Back to our thoughts on the present now.  One college junior has already been through two major curriculum-changes — once during the summer after his freshman year, and again a few months later — all supposedly based on a sense of “calling.”  I was embarrassed for him when he told me all about “God’s call” from the second area into the third, but he didn’t seem sheepish at all.  On the contrary,  he was confident.  I tried to listen empathically and tried to say something supportive, but down deep, I found his rationale, well, not rational and very subjective.

I really don’t intend to be questioning the potential work of God in a human life today, but I don’t see as much evidence of His actually, observably working in this way as some claim to see.

So many students seem to hear a “call” into the arena of worship leading.  When one has some music talent and a pretty good work ethic, one’s peers can easily push one into a state in which more and more sense of self-worth comes from this “worship leading” activity.  Add to this picture the portrait of a cool mentor in the “worship band” and sound field – someone with a good deal of charisma — and you have an even more magnetic pull.  But is this attraction the work of God, or of human thought and emotion?

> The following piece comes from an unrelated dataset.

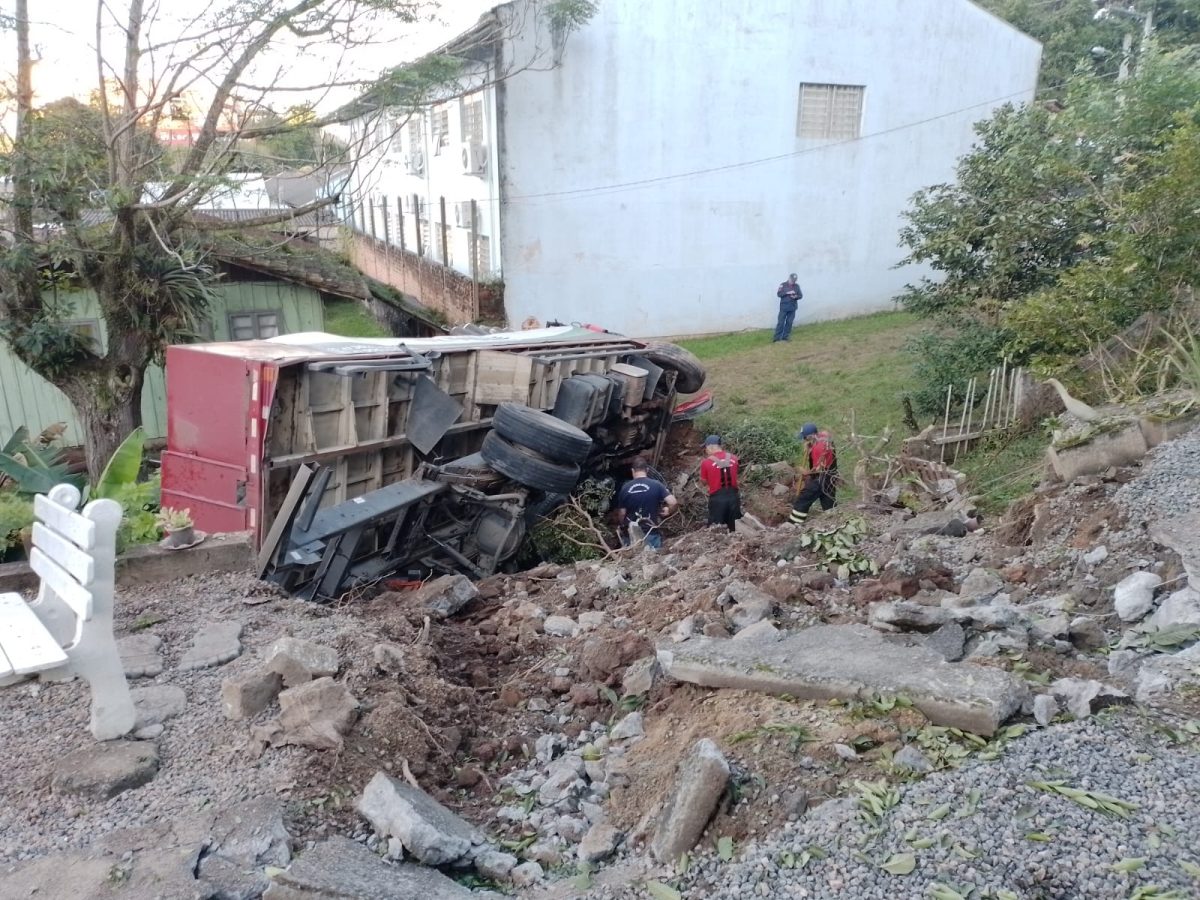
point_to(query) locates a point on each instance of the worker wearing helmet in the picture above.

Now, I would hasten to add that I have for many many years found exceptional value in worship leading.  There is something deep within my soul that exclaims, in response to such senses of call. “Yes, yes!  Do this great thing for the kingdom.  Serve all your brothers and sisters.  Usher them into a consciousness of the presence of God.  And, as you do this, I will live vicariously through you, for my heart has the same longing.  Thank you, thank you for your affirmations of what I have meant to this point in your life … and now I know you are going on to something better.”

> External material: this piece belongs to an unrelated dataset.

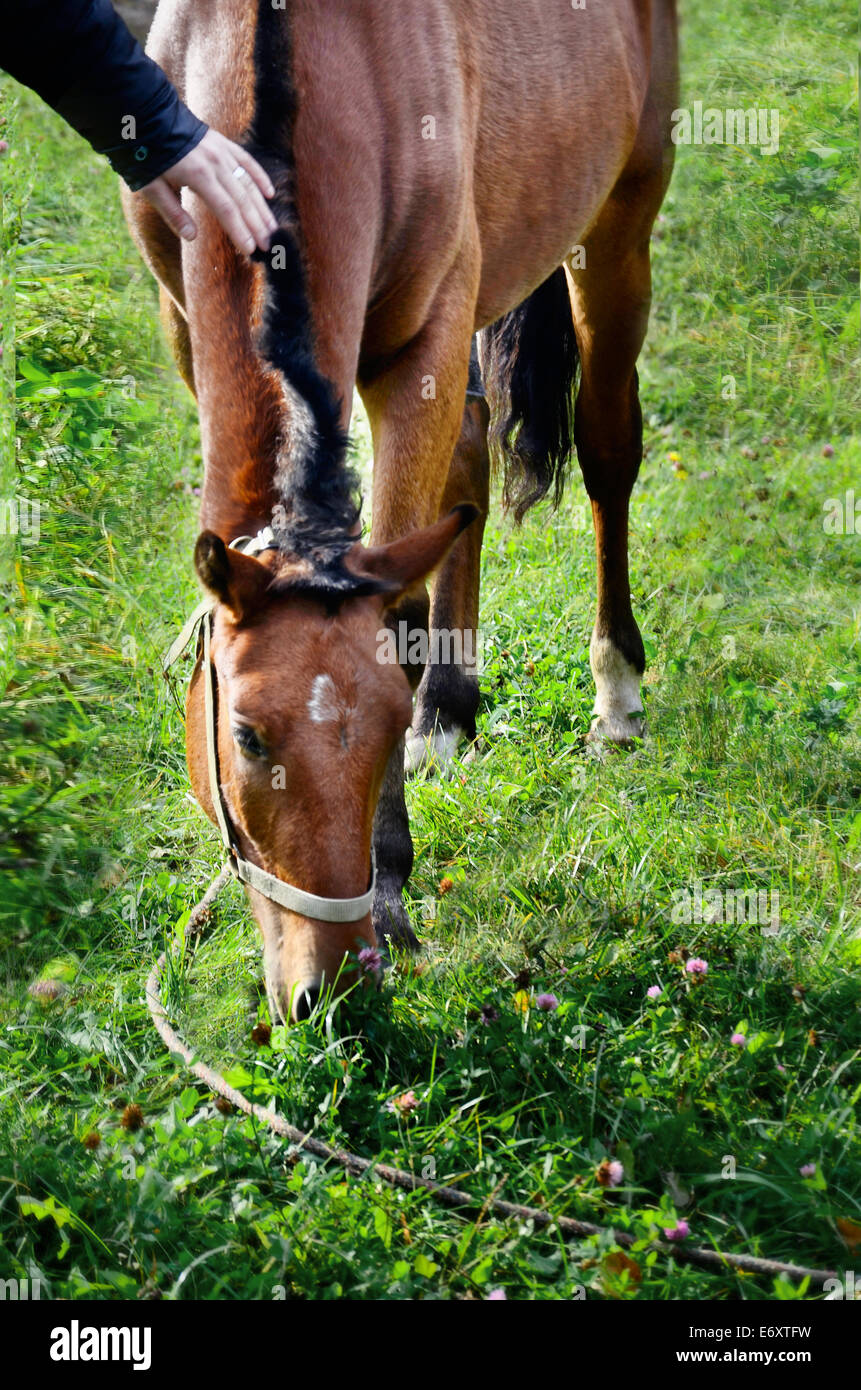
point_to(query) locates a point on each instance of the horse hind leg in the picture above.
(447, 701)
(609, 300)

But the louder thoughts arise and supplant:  ”I know you think you’re moving into something more important, and true worship is more important, but you will find that all this flurry of churchy activity and flashy sound stuff ultimately fizzles.  Your prayers and your idea of God’s call are sincerely perceived, I am sure, but such sincerity does not necessarily translate into long- or even short-term Kingdom reality.”